If we choose more than 0.6 - we get very low amount of features, hence we choose features with correlation rate of more than 0.4

![pearson](https://www.researchgate.net/profile/Mahiswaran-Selvanathan/publication/345693737/figure/tbl1/AS:956412914040832@1605038016475/The-scale-of-Pearsons-Correlation-Coefficient.png)

In [None]:
selected = []
for i in corr_matrix.index[:-1]:
    if corr_matrix.loc[i, "MEDV"] > 0.4 or corr_matrix.loc[i, "MEDV"] < -0.4:
        selected += [i]

In [None]:
sns.pairplot(df, vars=selected+['MEDV'], corner=True)

In [None]:
x_s = df.loc[:, selected].values
y_s = df.loc[:, 'MEDV'].values
xs_train, xs_test, ys_train, ys_test = train_test_split(x_s, y_s, random_state=42, test_size=0.2)

## Evaluation of Selected Features

Drastic improvement for:
* Random Forest Classifier
* Decision Tree Classifier
* Ada Boost Regressor
* XGBRegressor

Slight improvement for Linear Regression

And SVR remain horrible, that r^2 score remains negative

In [None]:
assesment_selected = Evaluation((xs_train, ys_train), (xs_test, ys_test))
selected_trained = []
for i, j in zip(models, names):
    selected_trained += [assesment_selected.training(i, j)]

# Conclusion

In this dataset there is a list of features that are **ALL** affect Housing price.
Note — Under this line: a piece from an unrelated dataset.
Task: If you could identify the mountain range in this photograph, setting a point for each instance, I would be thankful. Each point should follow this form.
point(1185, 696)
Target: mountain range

However, in order to improve Regression Models' accuracies we need to perform the removal of such preprocessing techniques as scaling the data, outliers detection and feature selection

Most of ML algorithms using sklearn perform just as good with the data that is not preprocessed using Min Max Scaler technique or Stanard Scaler technique, etc. 

There are not that much of significant outliers.

Therefore the only thing that's left is to perform Feature Selection. And I decided to go for Feature Importance Pearson's correlation technique.

I compared the results of models trained on data that did not go through feature selection and models trained on selected features.

In the end, most models' performance was drastically improved.